Desde la ventana (de los dos)

Marrones, invierno, sol. Un encuadre, dos vidas.
Acostumbra a iluminar los momentos más vulgares del día. Pero ni lo intuye. De talante apacible, remolón y con un apego infinito a dormitar en cualquier sitio que le permita una posición horizontal. Si fuera un animal, sería un perro. Ella, un gata vivaracha. Tiene unos párpados que ya quisieran para sí los mejores dibujantes de personajes "manga": suaves, vastos, cónvacos, como si escondieran abismales secretos. Él piensa que sus ojos no hablan, por lo común de su tonalidad. Es lógico: no está al otro lado para cotejar lo que suscitan. Pero resplandecen en un santiamén y, con ellos, todo él.

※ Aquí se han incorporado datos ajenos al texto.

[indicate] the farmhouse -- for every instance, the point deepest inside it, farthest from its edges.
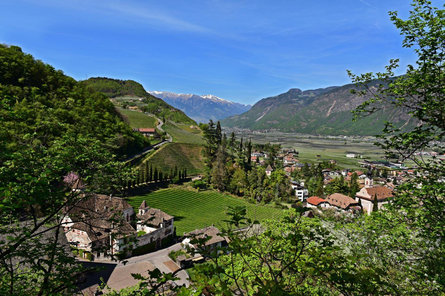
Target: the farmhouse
(153, 226)
(315, 201)
(342, 201)
(300, 191)
(370, 195)
(147, 131)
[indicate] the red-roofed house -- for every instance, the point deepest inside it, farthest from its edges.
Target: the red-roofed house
(367, 196)
(342, 201)
(147, 131)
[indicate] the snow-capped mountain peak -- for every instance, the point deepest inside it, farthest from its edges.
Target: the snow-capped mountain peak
(202, 108)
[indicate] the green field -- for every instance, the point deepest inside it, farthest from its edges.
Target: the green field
(193, 210)
(182, 155)
(183, 133)
(138, 119)
(320, 148)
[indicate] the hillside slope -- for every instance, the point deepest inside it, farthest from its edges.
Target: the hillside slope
(134, 91)
(202, 108)
(42, 105)
(324, 111)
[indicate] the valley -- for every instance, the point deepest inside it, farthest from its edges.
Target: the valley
(315, 149)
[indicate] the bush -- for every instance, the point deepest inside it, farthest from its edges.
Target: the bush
(89, 256)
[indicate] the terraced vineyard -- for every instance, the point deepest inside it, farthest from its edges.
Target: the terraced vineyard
(194, 210)
(183, 133)
(181, 155)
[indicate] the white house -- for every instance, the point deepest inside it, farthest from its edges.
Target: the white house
(105, 225)
(315, 202)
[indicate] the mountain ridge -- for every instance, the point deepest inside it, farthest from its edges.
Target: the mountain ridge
(323, 111)
(113, 88)
(202, 108)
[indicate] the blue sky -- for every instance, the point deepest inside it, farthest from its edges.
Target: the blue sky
(238, 50)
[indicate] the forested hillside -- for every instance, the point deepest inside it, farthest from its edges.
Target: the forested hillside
(114, 88)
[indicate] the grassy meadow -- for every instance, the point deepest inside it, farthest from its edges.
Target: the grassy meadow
(183, 133)
(193, 210)
(182, 155)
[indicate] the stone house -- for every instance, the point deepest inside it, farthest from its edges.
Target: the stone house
(153, 226)
(342, 202)
(367, 196)
(315, 202)
(105, 226)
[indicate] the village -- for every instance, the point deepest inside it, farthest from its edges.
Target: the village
(103, 228)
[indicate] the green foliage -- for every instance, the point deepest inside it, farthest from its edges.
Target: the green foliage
(138, 119)
(419, 204)
(195, 210)
(181, 155)
(54, 132)
(117, 88)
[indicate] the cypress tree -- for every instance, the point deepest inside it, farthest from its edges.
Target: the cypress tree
(375, 205)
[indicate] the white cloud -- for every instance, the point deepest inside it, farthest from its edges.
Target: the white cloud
(154, 17)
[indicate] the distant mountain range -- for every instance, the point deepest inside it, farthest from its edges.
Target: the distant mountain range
(324, 111)
(113, 88)
(202, 108)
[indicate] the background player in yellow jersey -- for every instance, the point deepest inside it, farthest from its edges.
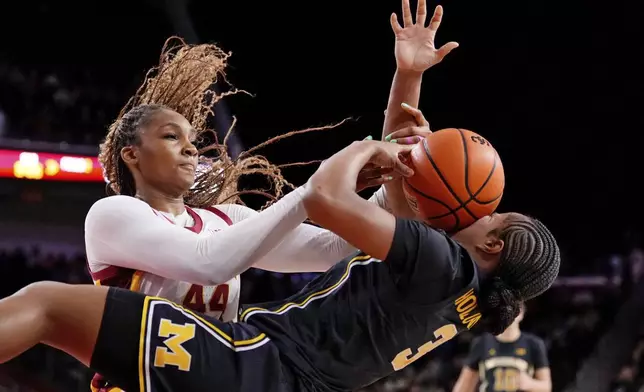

Las motivaciones, inagotables: en un abrazo de cíclope, zampando chucherías y palomitas a la par en el cine, sabiéndose invulnerable en la cancha, tumbado en el sofá mutilado con ella en sus huecos, entre sofritos varios, viéndola desaparecer por el pasillo en pijama, disfrutarla recién levantada (y su olor, dice); cuando logra desenredar un aplicativo de los suyos, ganándole a la PS3, con las galopadas de todas las peludas que corretean por casa, imaginándose padrazo de un ser diminuto, ideando rutas que algún día ambos surcarán, otras casas, el mar de los dos y la nieve de él; ver alegres a sus padres, recordar con sonrisa gigante la guerra de almohadas con sus hermanos, cotillear de fútbol con el yayo de ella; sus amigos: los mismos de cuando todos eran unos retacos, descubrir personas ajenas que ahora forman parte de su vida como Mar, los colegas del básket, los compañeros que ha ido dejando en algunos trabajos y los que desconoce todavía, pero aparecerán.
Y todo lo demás.
Es lo prodigioso de su alma: lo sencillo que es hacerle feliz.
Y que él haga lo recíproco en un plis-plas.
Y que a veces se me olvide agradecérselo.